Preferred construction pick

Reiterate buy. WCT is our preferred pick among the construction big caps. We see further upside in WCT’s share price given: (i) good order flow visibility (we believe WCT could exceed its RM2 billion target of new contracts), and (ii) scope for margin expansion following the near completion of legacy contracts. TP is pegged to 14x 2011 earnings.

We assume RM2 billion of job wins in 2010. WCT’s current order book (RM3.2 billion as at December 2009) is low by historical standards (peak backlog of RM7.3 billion worth of jobs). Potential awards include packages in the: (i) Klang Valley LRT extension, (ii) Pahang-Selangor water transfer (dam, piping, Langat 2), (iii) Sepang LCCT, (iv) water infrastructure in Sabah, and (v) infrastructure projects in the Middle East. We believe newsflow on potential awards could intensify in the next 12 months.

Benefiting from higher infrastructure spending in Qatar. Following the implementation of a fiscal stimulus program by the Qatari government in 2009, the aggregate value of contracts awarded by the Qatar Public Works Authority doubled in 2009. For 2010, some US$378 million (RM1.21 billion) worth of contracts have been awarded in 1Q2010 and about US$0.5 billion worth of projects are up for tender. We believe WCT, with its partner, are actively sourcing for projects in Qatar.

We retain our net profit forecast, projecting a 15% growth in 2010, supported by an outstanding order book of RM3.2 billion and margin restoration for Middle East jobs. For 2011, we project a 12% growth on higher contributions from property development, after maiden launches in 2010 at 1Medini (GDV: RM600 million), Paradigm (GDV: RM1.4 billion) and Vietnam’s Platinum (GDV: RM1b). There is upside to our forecasts on the final contract sum at ADF1 and Bakun.

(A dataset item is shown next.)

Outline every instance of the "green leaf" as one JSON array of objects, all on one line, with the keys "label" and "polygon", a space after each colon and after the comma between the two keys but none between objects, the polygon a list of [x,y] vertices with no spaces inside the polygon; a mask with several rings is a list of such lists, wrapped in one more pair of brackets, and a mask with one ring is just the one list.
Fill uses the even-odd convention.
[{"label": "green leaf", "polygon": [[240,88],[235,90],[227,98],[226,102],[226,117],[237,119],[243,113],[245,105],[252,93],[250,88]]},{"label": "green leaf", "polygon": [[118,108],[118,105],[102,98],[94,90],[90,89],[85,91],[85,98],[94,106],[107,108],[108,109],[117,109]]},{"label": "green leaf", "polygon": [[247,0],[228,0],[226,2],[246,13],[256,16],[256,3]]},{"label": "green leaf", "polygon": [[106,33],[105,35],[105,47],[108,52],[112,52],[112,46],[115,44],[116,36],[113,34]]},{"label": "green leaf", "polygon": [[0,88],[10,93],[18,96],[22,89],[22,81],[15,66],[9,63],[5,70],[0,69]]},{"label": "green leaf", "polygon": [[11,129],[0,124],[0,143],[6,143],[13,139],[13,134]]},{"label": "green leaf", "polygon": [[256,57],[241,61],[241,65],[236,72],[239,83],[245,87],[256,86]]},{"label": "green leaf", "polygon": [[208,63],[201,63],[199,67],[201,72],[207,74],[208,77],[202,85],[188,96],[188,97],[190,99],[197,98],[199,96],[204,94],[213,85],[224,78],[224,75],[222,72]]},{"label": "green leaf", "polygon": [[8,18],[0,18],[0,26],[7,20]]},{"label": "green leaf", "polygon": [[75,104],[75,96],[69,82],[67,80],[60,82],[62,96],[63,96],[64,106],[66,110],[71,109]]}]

Still attractive valuation. We believe WCT’s valuations are not yet stretched. Current share price implies a 2011 PER of 11.4x versus a peak of 37x. Its foreign shareholding, at 9% latest, has also retraced substantially from a recent peak of 28% as at end-2007/ early-2008.


Preferred pick among construction big caps

Further upside in share price, reiterate buy. In our view, WCT is poised for significant order flow replenishment due to: (i) increased infrastructure spending in the locations that WCT operates in (East & West Malaysia and Middle East), and (ii) WCT’s competitive tendering.

Coupled with margin expansion, we believe conditions are ripe for further appreciation of WCT’s share price in the next 12 months.

Internal win target could be surpassed. We continue to believe that WCT could surpass its target of RM2 billion of new contracts in 2010. We also assume RM2 billion of new awards annually, and see upside risk to our earnings forecasts if WCT’s new awards are “fast-turn” in nature.



Order flow replenishment the focus

Order book visibility into mid-2011. WCT’s order book stood at RM3.2 billion as at December 2009. With the completion of the sizable Abu Dhabi F1 (ADF1) contract, Middle East jobs now account for about 25% of WCT’s backlog. The New Doha International Airport (NDIA) contract, including additional works, is due for a hand-over by January 2011, while the Bahrain City Centre is due for completion by December 2010. On the domestic front, the LCCT earthworks has a January 2011 deadline, while the Medini infrastructure works completion deadline is July 2011.

Capable of taking on significantly more jobs. WCT’s current order book is low by the company’s standards. At its peak, WCT had about RM7.3 billion worth of backlog. We believe the group would be aggressively tendering for contracts in the coming months. The group’s low cost base with an extensive fleet of heavy equipment allows it to compete aggressively in tenders.

Focusing on Malaysia and Middle East. WCT’s potential tenders include packages in the: (i) Klang Valley LRT extension, (ii) Pahang-Selangor water transfer (dam, piping, and Langat 2), (iii) Sepang LCCT, (iv) water infrastructure in Sabah, and (v) infrastructure projects in the Middle East (Qatar, Bahrain and Abu Dhabi).



Spotlight on Qatar

One of WCT’s target markets. With WCT’s existing Middle Eastern jobs approaching completion, we believe management’s priority would be on securing new contracts in the region so as to utilise upcoming spare capacity. Qatar, being a resource-rich country that WCT has operated in, is a likely target market for the group in our view.

Implementation of fiscal stimulus. In an effort to mitigate the effects of the global financial crisis in 2009, the Qatari government budgeted to spend at largely the same levels as 2008 (when oil and gas prices were at record high). Infrastructure was the primary beneficiary, with infrastructure spending accounting for about 40% of the government’s budgeted expenditure.



Positive momentum on public awards
. As a result of increased infrastructure spending, the aggregate value of contracts awarded by the Qatar Public Works Authority doubled in 2009. In 2010, the Public Works Authority maintained its momentum with regards to awards. Some US$378 million worth of contracts has been awarded in 1Q2010. The agency has also listed about US$0.5 billion worth of projects for tender.